5: Ohio is one of just five states that require colleges to send institutional student debt – ranging from room and board fees to library fines — to the state Attorney General for collection. States vary widely when it comes to the collection of student debt, but Piet van Lier and Julie Szeltner of College Now Greater Cleveland explain how policymakers can fix Ohio’s punitive approach.
Gearing up for the state budget, our friends at One Ohio Now are offering two separate budget trainings at 12 p.m. and 6:30 p.m. on January 25. Read “A budget for everyone,” then learn how to engage in the budget process!
Catch Project Director Kalitha Williams on America’s Workforce Radio Union Podcast on Janaury 28, when she’ll talk with Flash Ferenc about how the Biden administration could make it harder for predatory lenders to exploit working people. (You can brush up on your payday lending policy knowledge by checking out Kalitha’s recent report.)

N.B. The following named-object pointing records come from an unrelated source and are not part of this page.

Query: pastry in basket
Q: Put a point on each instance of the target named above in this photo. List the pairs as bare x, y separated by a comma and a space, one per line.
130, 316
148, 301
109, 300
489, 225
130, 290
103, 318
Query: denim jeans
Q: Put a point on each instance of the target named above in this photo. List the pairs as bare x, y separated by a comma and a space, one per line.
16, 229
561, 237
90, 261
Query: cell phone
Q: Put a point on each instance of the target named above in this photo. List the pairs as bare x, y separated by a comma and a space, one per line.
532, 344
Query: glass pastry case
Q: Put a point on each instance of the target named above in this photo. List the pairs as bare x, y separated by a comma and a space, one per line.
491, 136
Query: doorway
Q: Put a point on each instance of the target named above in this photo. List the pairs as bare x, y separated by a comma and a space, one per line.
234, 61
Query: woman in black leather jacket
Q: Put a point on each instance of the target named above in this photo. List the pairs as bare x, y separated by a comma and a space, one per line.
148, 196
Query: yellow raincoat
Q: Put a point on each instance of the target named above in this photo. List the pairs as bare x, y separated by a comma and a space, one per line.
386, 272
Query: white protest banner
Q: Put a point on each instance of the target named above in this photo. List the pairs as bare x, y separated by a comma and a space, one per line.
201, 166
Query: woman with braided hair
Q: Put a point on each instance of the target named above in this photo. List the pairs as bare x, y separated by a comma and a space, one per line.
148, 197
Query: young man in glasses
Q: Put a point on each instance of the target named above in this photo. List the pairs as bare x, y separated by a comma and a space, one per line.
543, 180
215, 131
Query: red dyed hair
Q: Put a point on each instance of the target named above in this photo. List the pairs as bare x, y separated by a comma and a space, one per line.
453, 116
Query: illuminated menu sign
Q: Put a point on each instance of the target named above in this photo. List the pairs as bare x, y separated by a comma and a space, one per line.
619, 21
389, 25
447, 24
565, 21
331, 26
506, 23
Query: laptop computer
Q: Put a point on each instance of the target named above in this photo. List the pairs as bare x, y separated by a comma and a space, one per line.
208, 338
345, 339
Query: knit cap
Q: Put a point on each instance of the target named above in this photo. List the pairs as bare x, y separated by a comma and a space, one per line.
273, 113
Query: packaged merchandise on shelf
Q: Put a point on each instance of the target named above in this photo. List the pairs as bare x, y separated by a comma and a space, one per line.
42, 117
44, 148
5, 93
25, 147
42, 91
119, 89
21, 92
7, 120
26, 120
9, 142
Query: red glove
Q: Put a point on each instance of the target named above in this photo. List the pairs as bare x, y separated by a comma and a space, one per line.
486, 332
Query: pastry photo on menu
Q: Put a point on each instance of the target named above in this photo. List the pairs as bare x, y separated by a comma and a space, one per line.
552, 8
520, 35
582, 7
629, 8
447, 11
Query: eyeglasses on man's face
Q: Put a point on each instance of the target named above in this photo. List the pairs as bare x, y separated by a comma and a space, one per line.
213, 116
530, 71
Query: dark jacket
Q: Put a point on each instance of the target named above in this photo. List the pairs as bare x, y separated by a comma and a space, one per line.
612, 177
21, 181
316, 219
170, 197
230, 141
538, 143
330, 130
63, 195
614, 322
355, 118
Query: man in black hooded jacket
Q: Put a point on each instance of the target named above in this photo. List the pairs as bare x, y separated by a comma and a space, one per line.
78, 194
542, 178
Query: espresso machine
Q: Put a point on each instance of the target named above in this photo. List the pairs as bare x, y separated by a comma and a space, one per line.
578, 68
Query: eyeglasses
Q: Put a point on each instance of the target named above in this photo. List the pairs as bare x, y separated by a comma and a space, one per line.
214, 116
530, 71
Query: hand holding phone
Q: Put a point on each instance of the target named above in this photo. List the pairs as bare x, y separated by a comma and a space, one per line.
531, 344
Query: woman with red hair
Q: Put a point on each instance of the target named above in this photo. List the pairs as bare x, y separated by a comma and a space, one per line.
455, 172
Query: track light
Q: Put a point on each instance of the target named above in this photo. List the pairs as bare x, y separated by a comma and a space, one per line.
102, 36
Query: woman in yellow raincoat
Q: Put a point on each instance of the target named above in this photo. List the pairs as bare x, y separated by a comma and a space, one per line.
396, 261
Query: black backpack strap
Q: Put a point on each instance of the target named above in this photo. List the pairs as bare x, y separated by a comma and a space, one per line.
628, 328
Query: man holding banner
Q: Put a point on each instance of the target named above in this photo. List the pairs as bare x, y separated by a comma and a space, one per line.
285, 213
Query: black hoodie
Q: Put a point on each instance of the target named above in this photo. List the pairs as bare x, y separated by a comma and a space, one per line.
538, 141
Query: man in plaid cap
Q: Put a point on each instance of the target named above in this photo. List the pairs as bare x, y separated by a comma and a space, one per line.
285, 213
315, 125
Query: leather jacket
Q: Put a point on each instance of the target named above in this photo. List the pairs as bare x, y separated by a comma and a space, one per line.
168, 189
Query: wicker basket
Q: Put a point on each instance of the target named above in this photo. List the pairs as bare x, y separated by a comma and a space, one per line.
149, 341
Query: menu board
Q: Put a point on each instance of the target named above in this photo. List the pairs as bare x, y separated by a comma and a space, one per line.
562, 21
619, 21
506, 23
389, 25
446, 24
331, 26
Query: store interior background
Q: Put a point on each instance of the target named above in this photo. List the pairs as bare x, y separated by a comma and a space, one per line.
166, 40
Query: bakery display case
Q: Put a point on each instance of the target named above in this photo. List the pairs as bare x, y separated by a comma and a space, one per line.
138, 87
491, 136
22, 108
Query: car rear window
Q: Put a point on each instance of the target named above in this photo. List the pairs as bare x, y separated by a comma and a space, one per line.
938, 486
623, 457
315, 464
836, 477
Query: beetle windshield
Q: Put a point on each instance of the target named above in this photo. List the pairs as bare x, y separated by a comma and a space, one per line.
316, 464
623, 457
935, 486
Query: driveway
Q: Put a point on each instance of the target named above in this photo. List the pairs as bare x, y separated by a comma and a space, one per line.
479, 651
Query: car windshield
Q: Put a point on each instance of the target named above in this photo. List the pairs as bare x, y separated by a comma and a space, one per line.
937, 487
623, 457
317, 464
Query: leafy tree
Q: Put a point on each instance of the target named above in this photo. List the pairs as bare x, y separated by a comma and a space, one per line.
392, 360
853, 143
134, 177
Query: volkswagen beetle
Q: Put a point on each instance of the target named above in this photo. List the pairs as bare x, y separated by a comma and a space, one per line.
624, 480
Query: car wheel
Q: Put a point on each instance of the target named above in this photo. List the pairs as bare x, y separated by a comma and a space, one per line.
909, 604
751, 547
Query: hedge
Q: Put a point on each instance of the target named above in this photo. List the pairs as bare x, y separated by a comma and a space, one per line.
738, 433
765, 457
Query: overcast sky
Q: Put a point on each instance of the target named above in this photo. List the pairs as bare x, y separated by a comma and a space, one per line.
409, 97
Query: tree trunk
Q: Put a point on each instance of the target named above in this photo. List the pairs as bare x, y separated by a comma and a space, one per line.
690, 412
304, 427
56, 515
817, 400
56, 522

On January 29 at 2 p.m., the Ohio Children’s Budget Coalition will present to state lawmakers in the Ohio Legislative Children’s Caucus. The coalition will go over their key priorities for children in the state budget, including a presentation on increased support for child care from Will.
Former Policy Matters Researcher Victoria Jackson will speak at a City Club virtual forum on February 4 at 12:30 p.m. She will join Director of Georgetown University Center on Education and the Workforce, Anthony P. Carnevale, to discuss why higher education is out of reach for many students, especially students of color and students whose families have lower incomes. They’ll talk about policies that can break down barriers and expand opportunity for all students, regardless of what they look like or where they come from.